Sepanjang 2019, E-Court Dipergunakan Menangani 47.244 Perkara 

Editor: Makmun Hidayat

JAKARTA — Modernisasi secara berlanjut melalui berbagai perangkat kebijakan terus dilakukan sebagai prasyarat penyempurnaan manajemen perkara yang bermuara pada MA.

Modernisasi yang merupakan lompatan besar adalah e-court yang diberlakukan sejak tahun 2018 dan gebrakan tersebut berlanjut di tahun 2019 melalui penerapan sidang elektronik (e-litigation) yang dituangkan dalam PERMA Nomor 1 Tahun 2019.

“Kebijakan ini telah mendesain ulang praktek peradilan di Indonesia dari sistem konvensional menjadi sistem yang setara dengan praktek peradilan modern yang telah diterapkan oleh negara-negara yang dikenal maju dari sisi teknologi,” kata Ketua MA Hatta Ali saat membacakan Laporan Tahunan MA Tahun 2020 di Jakarta Convention Center (JCC), Jakarta, Rabu (26/2/2020).

Hatta Ali mengatakan, modernisasi melalui e-court dan e-litigation juga merupakan kontribusi lembaga peradilan untuk menjalankan mandat dalam rangka mendukung kemudahan berusaha (ease of doing business) di Indonesia.

“Kebijakan ini mendapat sambutan antusias dari para pencari keadilan. Pada tahun 2019, e-court telah digunakan untuk menangani 47.244 perkara terkait sengketa perdata, perdata agama, dan tata usaha negara,” ujarnya.

Hatta Ali menyebutkan, kebijakan e-litigation juga telah berjalan dengan baik salah satunya ditandai dengan tingginya partisipasi pengguna lain (non advokat) yang tercatat 22.641 pengguna, terdiri atas 21.431 pengguna perorangan, 172 pengguna Lembaga Pemerintahan, 972 pengguna badan hukum, dan 111 Pengguna dalam kapasitas sebagai Kuasa Insidentil.

E-court dan e-litigation juga telah diadaptasi pada kebijakan-kebijakan terkait hukum acara di antaranya Perma Nomor 3 Tahun 2019 tentang Tata Cara Pengajuan Keberatan terhadap Putusan Komisi Pengawas Persaingan Usaha,” sebutnya.

Hatta Ali mengaku Mahkamah Agung menyadari bahwa hukum merupakan salah satu faktor penting yang memengaruhi pertumbuhan ekonomi. Untuk menciptakan ruang bagi pertumbuhan ekonomi, maka Mahkamah Agung mengambil peran dalam mengurai berbagai hambatan dari sisi hukum demi kesejahteraan rakyat.

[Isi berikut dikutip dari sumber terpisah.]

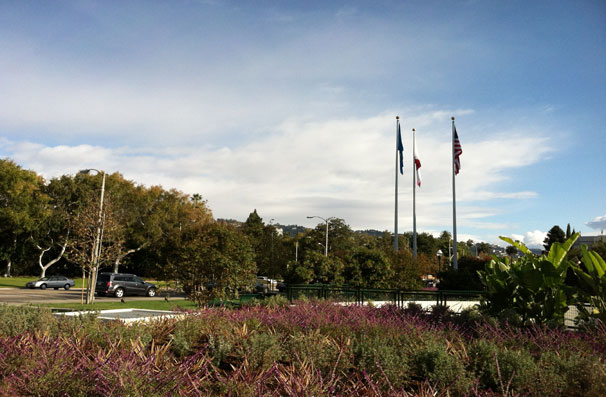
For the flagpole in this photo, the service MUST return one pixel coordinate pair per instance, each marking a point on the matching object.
(414, 190)
(395, 233)
(454, 204)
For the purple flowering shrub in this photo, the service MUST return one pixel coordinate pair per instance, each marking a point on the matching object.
(312, 348)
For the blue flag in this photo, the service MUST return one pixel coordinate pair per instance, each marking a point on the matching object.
(400, 150)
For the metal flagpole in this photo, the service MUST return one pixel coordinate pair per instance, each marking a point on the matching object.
(454, 204)
(395, 233)
(414, 190)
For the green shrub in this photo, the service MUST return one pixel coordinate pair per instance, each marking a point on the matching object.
(381, 357)
(571, 374)
(265, 349)
(276, 301)
(432, 362)
(324, 353)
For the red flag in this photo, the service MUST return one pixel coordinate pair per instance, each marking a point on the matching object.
(457, 152)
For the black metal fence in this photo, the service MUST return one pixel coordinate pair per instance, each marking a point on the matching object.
(356, 295)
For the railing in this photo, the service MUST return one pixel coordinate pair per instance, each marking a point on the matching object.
(357, 295)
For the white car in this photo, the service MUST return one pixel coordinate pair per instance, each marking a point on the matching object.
(55, 282)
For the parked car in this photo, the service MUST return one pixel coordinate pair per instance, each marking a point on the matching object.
(55, 282)
(269, 283)
(120, 284)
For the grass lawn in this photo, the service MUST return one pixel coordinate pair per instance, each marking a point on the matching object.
(150, 305)
(19, 282)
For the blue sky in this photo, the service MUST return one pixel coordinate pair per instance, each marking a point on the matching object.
(289, 107)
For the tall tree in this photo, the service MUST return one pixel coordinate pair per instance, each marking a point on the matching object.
(212, 254)
(555, 234)
(86, 226)
(23, 206)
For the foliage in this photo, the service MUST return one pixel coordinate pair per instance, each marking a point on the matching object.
(466, 278)
(535, 288)
(23, 206)
(212, 261)
(593, 285)
(314, 348)
(368, 267)
(554, 235)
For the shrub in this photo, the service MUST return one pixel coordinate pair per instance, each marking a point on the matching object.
(19, 319)
(324, 353)
(433, 363)
(380, 357)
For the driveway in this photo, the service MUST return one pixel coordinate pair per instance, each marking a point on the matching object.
(21, 296)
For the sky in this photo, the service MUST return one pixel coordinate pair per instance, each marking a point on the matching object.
(289, 107)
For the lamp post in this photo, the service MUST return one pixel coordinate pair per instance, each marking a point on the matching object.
(326, 221)
(92, 281)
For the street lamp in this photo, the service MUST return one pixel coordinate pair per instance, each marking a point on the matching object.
(326, 221)
(90, 294)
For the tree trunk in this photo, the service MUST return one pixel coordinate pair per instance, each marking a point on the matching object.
(53, 261)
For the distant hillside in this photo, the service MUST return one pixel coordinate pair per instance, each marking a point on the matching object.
(292, 230)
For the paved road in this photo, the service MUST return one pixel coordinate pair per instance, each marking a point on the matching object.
(20, 296)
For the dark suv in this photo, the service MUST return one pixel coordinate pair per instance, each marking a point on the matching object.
(120, 284)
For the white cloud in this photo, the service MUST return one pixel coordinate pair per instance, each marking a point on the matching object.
(532, 239)
(337, 167)
(598, 223)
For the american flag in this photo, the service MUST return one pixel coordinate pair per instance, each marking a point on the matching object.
(417, 165)
(400, 149)
(457, 151)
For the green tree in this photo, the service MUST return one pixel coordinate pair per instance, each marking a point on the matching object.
(532, 287)
(511, 250)
(23, 206)
(213, 254)
(318, 268)
(368, 267)
(554, 235)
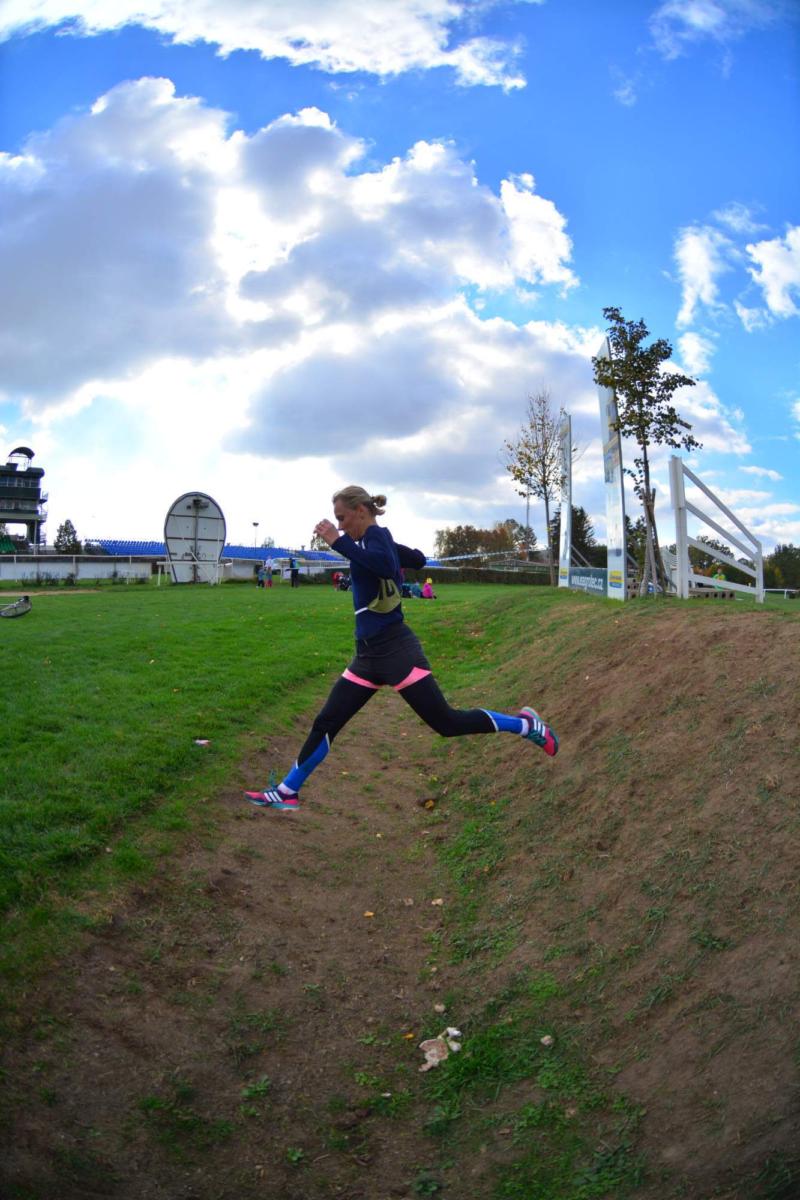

Peran itu antara lain melalui penerapan mekanisme gugatan sederhana, mendorong proses mediasi, serta penanganan sengketa pengadaan tanah bagi pembangunan untuk kepentingan Umum yang berkeadilan.

“Mekanisme gugatan sederhana yang diterapkan sejak tahun 2015 menunjukkan trend peningkatan dari sisi pemanfaatannya pada perkara perdata dan ekonomi syari’ah. Pada tahun 2019, jumlah perkara gugatan sederhana mencapai 8.460 perkara atau meningkat 33,65 persen dari tahun 2018 yang hanya 6.469 perkara,” ungkapnya.

Untuk merespon trend tersebut, MA lanjut Hatta Ali menaikkan nilai gugatan materil dari Rp200.000.000,- (dua ratus juta rupiah) menjadi Rp500.000.000,- (lima ratus juta rupiah) sebagaimana tertuang dalam Perma No.4 Tahun 2019 yang mengubah Perma No.2 Tahun 2015 tentang Tata Cara Penyelesaian Gugatan Sederhana.

“Mediasi sebagai forum yang ramah bagi para pengusaha, juga terus didorong dalam penyelesaian sengketa-sengketa perdata dan perdata agama. Pada tahun 2019, terdapat 86.827 perkara yang dibawa ke meja mediasi atau meningkat dari tahun 2018 sebanyak 86.814 perkara,” sebutnya.

Demikian halnya upaya mewujudkan keadilan restoratif, Hatta Ali mengatakan melalui lembaga diversi sebagai prioritas nasional dalam RPJMN 2015-2019 dan 2020-2024, mendapatkan perhatian MA karena pada tahun 2019 terdapat 1055 perkara yang diselesaikan melalui diversi dan 264 perkara berhasil mencapai kesepakatan pada proses diversi tersebut.

“Program prioritas Nasional lainnya yang berhasil diselesaikan adalah penanganan sengketa pengadaan tanah bagi pembangunan untuk kepentingan umum, yang dimana tahun 2019 jumlah keseluruhan perkara yang diterima sebanyak 72 perkara dan telah di putus sebanyak 68 perkara,” ujarnya.

Peranan hukum dalam ekonomi juga terlihat pada kontribusi keuangan Negara melalui PNBP dari layanan penanganan perkara pada pengadilan tingkat pertama dan pengadilan tingkat banding yang meningkat dari Rp40,3 miliar pada tahun 2018 menjadi lebih dari Rp66 miliar pada tahun 2019.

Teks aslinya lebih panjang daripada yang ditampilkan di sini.